McDonagh’s screenplay might be his most layered and moving yet. Like his other films—In Bruges, Seven Psychopaths (2012), and Three Billboards Outside Ebbing, Missouri (2017)—it’s prone to bursts of sardonic humor and tension that leads to bloody violence, coupled with an existential quality to the characters. But McDonagh resists the usual post-Tarantino vibe that accompanies his philosophizing hitmen and cops, and instead, he reaches for something more introspective. On the surface is a quirky account of two stubborn Irishmen with nothing better to occupy their time than drinking or fiddling. But there’s subtle work beneath McDonagh’s premise that makes this his most ponderous film, hinted at by the mischievous, diffusive music by Carter Burwell—composer of melancholic scores for Charlie Kaufman (especially Anomalisa, 2015) and the Coen brothers. Watching The Banshees of Inisherin, the Coens’ influence on McDonagh’s screenplay is unmistakable, including the circularity and repetitive dialogue arrangement combined with a cynical sense of the orderless universe. But it’s no pastiche. The difference, I suppose, is that McDonagh doesn’t punish or delight in tormenting his characters in the same manner the Coens often do. While idiosyncratic, his film has genuine empathy for both Pádraic and Colm. 

Even so, the film recognizes that Inisherin isn’t the ideal place for Colm to find the stimulating conversation or cultured company he seeks. Colm admits to the possibility that, in his gesture of artistic commitment, he may be “entertaining himself” to “stave off the inevitable.” He could just be bored and depressed on Inisherin, an evident problem when, in confession, the local priest (David Pearse) asks him, “How’s the despair?” And the fact that Pádraic lacks despair doesn’t vindicate Colm’s apparent feelings of hopelessness. But if he’s so depressed, Pádraic wonders amusingly, why doesn’t he just “push it down, like the rest of us?” Comic barbs like this make McDonagh’s screenplay achingly funny and relatable for depressives. Meanwhile, Siobhán faces a similar problem as Colm, but she has enough sense to lose herself in books. Condon is terrific and fiery in her scenes, and she creates a character who’s doubtlessly the smartest person on the island. At one point, Siobhán asks her brother, “Do you never get lonely?” But Pádraic has his sister, donkey, and best friend (well, had), and that’s enough. Eventually, she lands a librarian job on the mainland and takes it, tired of the petty squabbles that have become “feckin’ boring” (“feck” replaces most “fucks” here), if not tinged with madness and dismemberment. 
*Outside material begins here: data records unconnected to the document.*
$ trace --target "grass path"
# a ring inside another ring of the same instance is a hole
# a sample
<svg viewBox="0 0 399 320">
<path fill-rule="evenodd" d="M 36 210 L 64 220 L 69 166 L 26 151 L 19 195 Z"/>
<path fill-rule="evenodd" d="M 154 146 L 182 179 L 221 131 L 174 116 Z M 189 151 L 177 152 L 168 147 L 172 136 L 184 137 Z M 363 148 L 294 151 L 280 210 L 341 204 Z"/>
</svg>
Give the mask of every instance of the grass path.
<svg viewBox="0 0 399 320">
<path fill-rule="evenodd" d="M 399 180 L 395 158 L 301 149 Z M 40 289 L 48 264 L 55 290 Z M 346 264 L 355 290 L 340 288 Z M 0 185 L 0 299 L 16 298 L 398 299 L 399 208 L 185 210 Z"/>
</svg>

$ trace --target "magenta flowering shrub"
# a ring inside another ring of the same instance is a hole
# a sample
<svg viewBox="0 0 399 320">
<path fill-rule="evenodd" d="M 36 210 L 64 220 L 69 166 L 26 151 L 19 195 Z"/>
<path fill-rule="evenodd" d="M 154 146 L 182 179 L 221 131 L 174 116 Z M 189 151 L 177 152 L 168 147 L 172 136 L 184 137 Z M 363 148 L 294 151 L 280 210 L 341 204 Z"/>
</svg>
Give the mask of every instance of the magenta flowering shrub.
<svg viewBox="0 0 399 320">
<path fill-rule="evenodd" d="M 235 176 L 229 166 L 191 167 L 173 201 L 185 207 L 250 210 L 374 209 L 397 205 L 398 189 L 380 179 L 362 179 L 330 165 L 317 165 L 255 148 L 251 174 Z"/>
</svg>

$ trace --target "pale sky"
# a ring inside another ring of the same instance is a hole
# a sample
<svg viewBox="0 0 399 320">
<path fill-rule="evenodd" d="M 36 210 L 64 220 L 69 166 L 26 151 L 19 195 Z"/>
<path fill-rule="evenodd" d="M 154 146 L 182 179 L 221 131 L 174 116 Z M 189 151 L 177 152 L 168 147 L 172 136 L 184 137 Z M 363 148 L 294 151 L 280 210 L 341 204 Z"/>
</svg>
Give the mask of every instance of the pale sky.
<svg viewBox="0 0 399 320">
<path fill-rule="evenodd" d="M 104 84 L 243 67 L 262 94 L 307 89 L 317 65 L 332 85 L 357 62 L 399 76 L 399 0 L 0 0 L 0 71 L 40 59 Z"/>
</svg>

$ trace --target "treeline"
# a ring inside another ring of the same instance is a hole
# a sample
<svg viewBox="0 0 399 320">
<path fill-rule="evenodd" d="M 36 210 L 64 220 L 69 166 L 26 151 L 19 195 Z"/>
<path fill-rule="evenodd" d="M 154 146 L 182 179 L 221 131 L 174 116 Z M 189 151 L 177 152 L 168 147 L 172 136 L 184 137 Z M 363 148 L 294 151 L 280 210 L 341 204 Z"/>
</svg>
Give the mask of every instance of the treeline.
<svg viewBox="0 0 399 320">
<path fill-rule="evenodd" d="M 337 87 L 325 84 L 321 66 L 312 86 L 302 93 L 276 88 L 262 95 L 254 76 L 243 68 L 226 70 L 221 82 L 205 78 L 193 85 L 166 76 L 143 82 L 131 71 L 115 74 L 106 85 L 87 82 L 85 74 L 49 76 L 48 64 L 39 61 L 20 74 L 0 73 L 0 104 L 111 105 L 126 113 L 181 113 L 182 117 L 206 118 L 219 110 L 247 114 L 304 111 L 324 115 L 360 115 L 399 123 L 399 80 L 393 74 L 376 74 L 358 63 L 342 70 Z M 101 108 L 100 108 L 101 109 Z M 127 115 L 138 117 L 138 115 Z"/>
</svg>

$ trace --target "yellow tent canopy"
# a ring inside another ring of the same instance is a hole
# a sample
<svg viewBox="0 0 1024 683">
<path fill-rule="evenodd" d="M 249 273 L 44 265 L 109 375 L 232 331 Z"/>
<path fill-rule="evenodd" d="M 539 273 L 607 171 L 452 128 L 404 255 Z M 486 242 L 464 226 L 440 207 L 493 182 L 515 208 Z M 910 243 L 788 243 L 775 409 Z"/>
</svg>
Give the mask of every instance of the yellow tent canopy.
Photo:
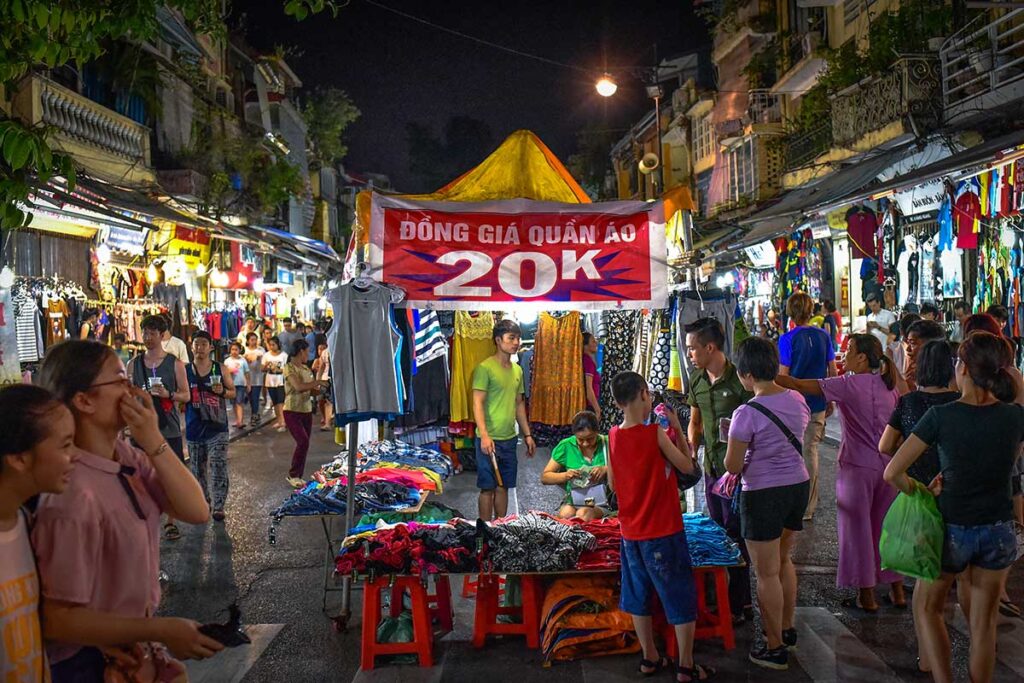
<svg viewBox="0 0 1024 683">
<path fill-rule="evenodd" d="M 360 246 L 366 243 L 370 225 L 370 194 L 360 192 L 356 197 L 356 239 Z M 528 130 L 517 130 L 509 135 L 479 166 L 440 190 L 401 197 L 445 202 L 522 198 L 565 204 L 590 203 L 590 197 L 554 152 Z"/>
</svg>

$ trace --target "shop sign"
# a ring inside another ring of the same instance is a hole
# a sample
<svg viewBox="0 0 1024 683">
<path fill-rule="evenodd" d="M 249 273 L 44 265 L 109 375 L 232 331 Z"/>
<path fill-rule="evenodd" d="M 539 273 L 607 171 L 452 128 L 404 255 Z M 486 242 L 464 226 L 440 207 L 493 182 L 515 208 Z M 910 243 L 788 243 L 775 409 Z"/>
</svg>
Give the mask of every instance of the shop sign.
<svg viewBox="0 0 1024 683">
<path fill-rule="evenodd" d="M 174 226 L 167 242 L 167 255 L 179 256 L 190 267 L 210 260 L 210 233 L 206 230 Z"/>
<path fill-rule="evenodd" d="M 660 202 L 415 202 L 374 194 L 370 264 L 374 277 L 405 289 L 416 307 L 661 308 L 662 212 Z"/>
<path fill-rule="evenodd" d="M 146 230 L 119 228 L 116 225 L 106 229 L 107 236 L 103 243 L 112 251 L 141 256 L 146 253 Z"/>
<path fill-rule="evenodd" d="M 294 285 L 295 284 L 295 273 L 283 268 L 277 267 L 277 284 L 279 285 Z"/>
<path fill-rule="evenodd" d="M 747 252 L 747 258 L 750 259 L 750 265 L 754 268 L 775 267 L 775 245 L 772 244 L 771 240 L 765 240 L 760 244 L 755 244 L 752 247 L 744 247 L 743 249 Z"/>
<path fill-rule="evenodd" d="M 904 216 L 914 216 L 919 213 L 938 211 L 945 192 L 946 188 L 942 184 L 942 180 L 936 179 L 916 185 L 909 190 L 897 192 L 892 198 L 900 207 L 900 213 Z"/>
<path fill-rule="evenodd" d="M 18 359 L 18 331 L 14 325 L 11 290 L 0 289 L 0 386 L 21 381 Z"/>
</svg>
Pádraic’s only other option is Dominic—a dope played with unnerving energy (per usual) by Barry Keoghan. Siobhán reckons he is the dimmest person on the island, if not the creepiest. And he carries a torch for Pádraic’s sister and asks what interests her. Reading, Pádraic explains. “Readin’,” Dominic reflects, as though learning she has three months to live. “Feckin’ hell. Readin’.” Much like the Coens, McDonagh delights in odd supporting characters such as Dominic, who seem to be comic asides until their tragic arc reveals itself. Dominic’s father, the local policeman Peadar Kearney (Gary Lydon), “fiddles” with his son and brutally beats him most other nights, not that anyone cares enough to help him. Despite Dominic’s mental downfalls, he knows enough to step away when Pádraic settles on meanness to define the “new” version of himself—and, hopefully, that meanness will register as interesting to Colm. But Dominic cannot abide more mean people in his life; in the end, he might have been better fulfilled joining the Civil War. Elsewhere, in a more supernatural bent, the old Mrs. McCormick (Sheila Flitton)—a witchy character straight out of Shakespeare’s Macbeth—unnerves Pádraic and Siobhán, offering harsh prophecies of two deaths on the horizon. 

In the face of McDonagh’s sometimes derisory portrait of Inisherin and its unambitiously contented characters, even in contrast to their country’s Civil War, he offers a moving picture of animals. Pádraic’s miniature donkey Jenny wanders inside the home and comforts him when he’s lonely, similar to Colm’s loyal dog (a Border Collie named Morse). Their animals look in through windows, observing human behavior, just as Pádraic looks on at Colm’s new life, playing music at the pub with his musician friends. The Banshees of Inisherin seems to contain an equal measure of admiration and spite for creatures who can remain uninvolved. Their lives are more straightforward and, in the case of animals, serene. So when the priest tells Colm that “God doesn’t care” about animals, Colm acknowledges, “I fear he doesn’t… I figure that’s where it’s all gone wrong.” To be sure, the death of an animal becomes McDonagh’s most wounding turn in the film. They may not be fighting in wars or creating music that will be remembered for centuries, but they’re capable of blind and unshakable affection for their human counterparts—similar to what Pádraic had for Colm. McDonagh finds something beautiful in their desire to live without a care for human history, even if Pádraic’s similar state is less admirable.  

There’s a conversation in The Banshees of Inisherin about the idle and the active, those looking at the actions of others and those acting. Where McDonagh ultimately falls remains up for debate. But the experience, gorgeously shot and compellingly dramatized with moments that shock and prompt laughter, is made all the more memorable for the performances. Condon and Keoghan’s supporting roles are the standouts. Ever reliable, Gleeson plays Colm with the intelligence, immovability, and bitterness that McDonagh and his brother, John Michael, have often written for him in films such as In Bruges, The Guard (2011), and Calvary (2014). But Farrell’s performance is the greater stretch, playing a man who doesn’t have the sharpest mind and prides himself on his niceness. The situation exhausts his pleasant demeanor, and Farrell has the skill to move Pádraic from being comically out-of-his-depth to lashing out at something he doesn’t understand. “To our graves, we’re taking this,” Pádraic attests. That kind of statement comes from someone with a shaken worldview, and he’s doggedly unwilling to accept the change. His reaction is every bit as irrational and pretentious as Colm’s childish behavior and belief that his art will last forever. Looking at the quiet sophistication of animals in McDonagh’s film, who accept everything that happens to them with grace, these men could learn a thing or two.